STOR Colloquium: Lihua Lei, Stanford
Hierarchical Community Detection for Heterogeneous and
Real-world networks are often hierarchical, heterogeneous, and multi-scaled, while the idealized stochastic block models that are extensively studied in the literature tend to be over-simplified. In a line of work, we propose several top-down recursive partitioning algorithms which start with the entire network and divide the nodes into two communities by certain spectral clustering methods repeatedly, until a stopping rule indicates no further community structures. For these algorithms, the number of communities does not need to be known a priori or estimated consistently. On a broad class of hierarchical network models motivated by Clauset, Moore and Newman (2008), in which the communities are allowed to be heterogeneous and multi-scaled in terms of the size and link probabilities, our algorithms are proved to achieve the exact recovery for sparse networks with expected node degrees logarithmic in the network size, and are computationally more efficient than non-hierarchical spectral clustering algorithms.
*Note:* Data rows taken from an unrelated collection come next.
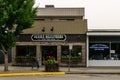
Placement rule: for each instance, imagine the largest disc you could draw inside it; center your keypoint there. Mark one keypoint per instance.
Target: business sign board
(48, 37)
(99, 47)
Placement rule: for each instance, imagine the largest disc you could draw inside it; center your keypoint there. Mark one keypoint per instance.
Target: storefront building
(52, 33)
(103, 48)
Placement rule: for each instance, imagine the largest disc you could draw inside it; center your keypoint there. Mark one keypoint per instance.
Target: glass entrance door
(48, 51)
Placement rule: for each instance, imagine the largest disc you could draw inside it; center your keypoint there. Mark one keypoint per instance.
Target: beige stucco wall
(60, 27)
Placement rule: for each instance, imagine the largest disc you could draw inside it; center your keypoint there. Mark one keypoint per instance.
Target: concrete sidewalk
(14, 70)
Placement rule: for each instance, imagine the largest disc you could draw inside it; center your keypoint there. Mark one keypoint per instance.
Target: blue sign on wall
(99, 47)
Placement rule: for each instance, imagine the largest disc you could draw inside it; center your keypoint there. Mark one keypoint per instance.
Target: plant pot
(54, 67)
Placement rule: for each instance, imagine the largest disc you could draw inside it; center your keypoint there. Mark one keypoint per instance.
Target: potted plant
(51, 64)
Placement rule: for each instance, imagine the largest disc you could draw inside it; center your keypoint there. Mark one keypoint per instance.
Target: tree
(15, 16)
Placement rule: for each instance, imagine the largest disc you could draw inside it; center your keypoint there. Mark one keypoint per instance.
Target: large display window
(104, 51)
(99, 51)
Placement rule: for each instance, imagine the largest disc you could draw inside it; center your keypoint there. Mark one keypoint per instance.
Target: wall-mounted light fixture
(52, 29)
(43, 29)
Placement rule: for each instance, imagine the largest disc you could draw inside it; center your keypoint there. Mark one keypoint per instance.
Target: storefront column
(59, 54)
(38, 54)
(13, 55)
(83, 54)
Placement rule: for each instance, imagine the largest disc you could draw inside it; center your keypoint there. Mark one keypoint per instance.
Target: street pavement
(66, 77)
(76, 70)
(27, 71)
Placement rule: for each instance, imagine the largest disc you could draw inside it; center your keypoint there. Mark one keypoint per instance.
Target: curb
(31, 74)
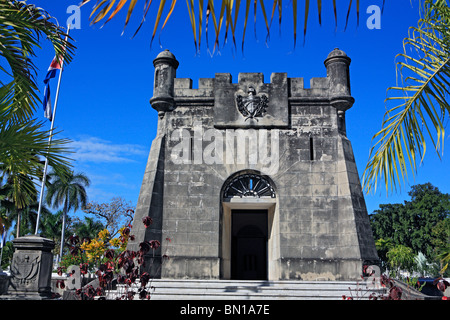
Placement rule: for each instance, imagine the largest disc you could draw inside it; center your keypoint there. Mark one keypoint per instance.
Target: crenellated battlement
(183, 87)
(221, 92)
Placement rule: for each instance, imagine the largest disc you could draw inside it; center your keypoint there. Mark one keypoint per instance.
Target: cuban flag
(3, 237)
(51, 73)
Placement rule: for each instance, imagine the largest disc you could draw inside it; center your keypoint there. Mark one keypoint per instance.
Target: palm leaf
(226, 15)
(421, 101)
(21, 28)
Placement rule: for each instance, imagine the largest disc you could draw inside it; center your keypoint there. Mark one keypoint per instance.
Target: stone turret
(337, 64)
(165, 72)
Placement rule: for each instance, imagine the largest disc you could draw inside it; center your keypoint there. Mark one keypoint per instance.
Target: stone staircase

More interestingly, we identify regimes where no algorithm can recover all communities simultaneously while our algorithm can still recover the mega-communities (unions of communities defined by the hierarchy) consistently without recovering the finest structure. Our theoretical results are based on my newly developed two-to-infinity eigenspace perturbation theory for binary random matrices with independent or dependent entries.